Importantly, it has to be things that you can control, so post-lockdown bucket lists are less useful for these purposes. “Lots of people are projecting into the future, thinking ‘This is what I’m going to do when ...’ But some of those things might not happen, or they might happen in a different way from what you envisage,” Freeston points out. “Instead, think about how to build some structure into your daily life that you can rely on, so that you know what will be happening at 7:30 am on a Monday morning whether or not the schools reopen. If everything goes smoothly, you won’t need these safety cues. But if it doesn’t, you’ll feel less unsettled by it all.”

Play Around the Edges

As much as we might like to, we can’t stay cooped up in our apartments eating comfort food and watching Beauty and the Beast forever. “Almost everything we do in life has an element of uncertainty to it,” Jacoby points out. “When we use our stove or drive into work, we’re accepting some level of risk that our home may burn down or that we may be in a car accident. Instead of trying to run away from it, challenge yourself to practice tolerating uncertainty.”

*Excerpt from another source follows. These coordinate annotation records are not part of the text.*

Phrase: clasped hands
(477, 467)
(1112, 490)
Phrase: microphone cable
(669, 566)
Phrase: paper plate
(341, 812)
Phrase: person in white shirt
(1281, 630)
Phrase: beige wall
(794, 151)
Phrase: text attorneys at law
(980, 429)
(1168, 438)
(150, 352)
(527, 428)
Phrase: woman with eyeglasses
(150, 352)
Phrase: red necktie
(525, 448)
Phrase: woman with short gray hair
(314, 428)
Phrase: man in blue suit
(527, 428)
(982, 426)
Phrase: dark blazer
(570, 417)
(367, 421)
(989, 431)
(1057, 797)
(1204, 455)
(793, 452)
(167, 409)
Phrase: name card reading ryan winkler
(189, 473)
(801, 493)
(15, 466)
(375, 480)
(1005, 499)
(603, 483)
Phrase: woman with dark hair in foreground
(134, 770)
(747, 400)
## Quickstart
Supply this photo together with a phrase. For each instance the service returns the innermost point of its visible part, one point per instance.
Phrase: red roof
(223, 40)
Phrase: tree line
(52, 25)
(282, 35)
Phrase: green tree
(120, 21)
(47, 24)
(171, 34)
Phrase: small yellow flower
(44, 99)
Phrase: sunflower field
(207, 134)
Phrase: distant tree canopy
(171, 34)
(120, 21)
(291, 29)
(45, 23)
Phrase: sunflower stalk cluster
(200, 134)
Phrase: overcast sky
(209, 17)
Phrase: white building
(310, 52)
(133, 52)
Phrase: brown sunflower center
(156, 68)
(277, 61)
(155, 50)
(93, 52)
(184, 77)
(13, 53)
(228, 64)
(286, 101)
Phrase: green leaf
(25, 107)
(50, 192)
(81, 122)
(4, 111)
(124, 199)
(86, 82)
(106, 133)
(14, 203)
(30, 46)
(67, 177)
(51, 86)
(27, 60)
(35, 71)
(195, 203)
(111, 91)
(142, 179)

Freeston recommends starting out small. “Once you’ve found those things that help you regain a sense of safety, start building in some elements of flexibility,” he advises. “So you can still watch movies from when you were a kid, but maybe ask your roommate to pick from a selection, so you don’t know which one it will be.” Once you’re comfortable with that level of uncertainty, you can add in more.

But you won’t tolerate even small amounts of ambiguity until you feel safe again, Freeston warns. “We want people to become more tolerant of uncertainty, but you can only do that if you’re feeling safe. So you need to become secure first, and then you can start playing around the edges.” Consider that permission to spend this weekend watching reruns of your favorite show.